CSV decoding line-by-line

  • Thread starter Thread starter Phil Hibbs
  • Start date Start date
P

Phil Hibbs

I have a large CSV file that I need to read and filter into various
sheets based on some rules that test values in particular columns.
There are more than 64k rows, so I can't load it into one sheet first
and then split it up from there as this needs to be 2003-compatible.
I'm currently reading it line by line in a macro, breaking up each
line into its fields, applying the rules, and then writing each row to
the appropriate sheet. This is quite slow, I think mostly it's the
rules part of the code, but I was wondering if there was any way of
parsing a single row of CSV other than doing it the hard way? I
suppose I should try writing the entire line to a single cell and
calling Text To Columns on it and then sending it off to the
appropriate sheet. Maybe I could do, say, 10000 rows at a time this
way, and maybe use AutoFilter to apply the rules.

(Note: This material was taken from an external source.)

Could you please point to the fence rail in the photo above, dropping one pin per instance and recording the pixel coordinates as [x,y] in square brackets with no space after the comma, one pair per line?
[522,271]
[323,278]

Any other
suggestions?

Phil Hibbs.
 
Chip Pearson has a macro here:

http://www.cpearson.com/excel/ImportBigFiles.aspx

which allows you to import files with more than 64k records - it just
splits them up into different sheets. This will be quicker than
reading the file one line at a time. Perhaps you can sort the data in
the imported sheets to reflect your rules (or apply autofilter), and
then copy blocks of data into the sheets you need.

Hope this helps.

Pete
 
Also, you can import up to ~98000 lines using the Excel Text Import Wizard.
("import external data" on the Data menu)
You do this by specifying the start line of the imported data.
See... http://support.microsoft.com/kb/119770
--
Jim Cone
Portland, Oregon USA
http://www.mediafire.com/PrimitiveSoftware

..
..
..

"Phil Hibbs" <[email protected]>
wrote in message
I have a large CSV file that I need to read and filter into various
sheets based on some rules that test values in particular columns.
There are more than 64k rows, so I can't load it into one sheet first
and then split it up from there as this needs to be 2003-compatible.
I'm currently reading it line by line in a macro, breaking up each
line into its fields, applying the rules, and then writing each row to
the appropriate sheet. This is quite slow, I think mostly it's the
rules part of the code, but I was wondering if there was any way of
parsing a single row of CSV other than doing it the hard way? I
suppose I should try writing the entire line to a single cell and
calling Text To Columns on it and then sending it off to the
appropriate sheet. Maybe I could do, say, 10000 rows at a time this
way, and maybe use AutoFilter to apply the rules. Any other
suggestions?

Phil Hibbs.
 
Phil Hibbs formulated on Monday :
I have a large CSV file that I need to read and filter into various
sheets based on some rules that test values in particular columns.
There are more than 64k rows, so I can't load it into one sheet first
and then split it up from there as this needs to be 2003-compatible.
I'm currently reading it line by line in a macro, breaking up each
line into its fields, applying the rules, and then writing each row to
the appropriate sheet. This is quite slow, I think mostly it's the
rules part of the code, but I was wondering if there was any way of
parsing a single row of CSV other than doing it the hard way? I
suppose I should try writing the entire line to a single cell and
calling Text To Columns on it and then sending it off to the
appropriate sheet. Maybe I could do, say, 10000 rows at a time this
way, and maybe use AutoFilter to apply the rules. Any other
suggestions?

Phil Hibbs.

If it's a properly constructed CSV then you could load it into an array
of arrays, then loop the array for the desired value at its expected
position in each element.

Also, if it's a properly constructed CSV having the first line
containing the field names, you could use ADO and filter the data via a
WHERE clause and specify the field name and value to filter for. --If
the first line doesn't contain the field names then simply prepend a
line to the file contents and save it b efore running an ADO query.
 
GS said:
Also, if it's a properly constructed CSV having the first line
containing the field names, you could use ADO and filter the data via a
WHERE clause and specify the field name and value to filter for. --If
the first line doesn't contain the field names then simply prepend a
line to the file contents and save it b efore running an ADO query.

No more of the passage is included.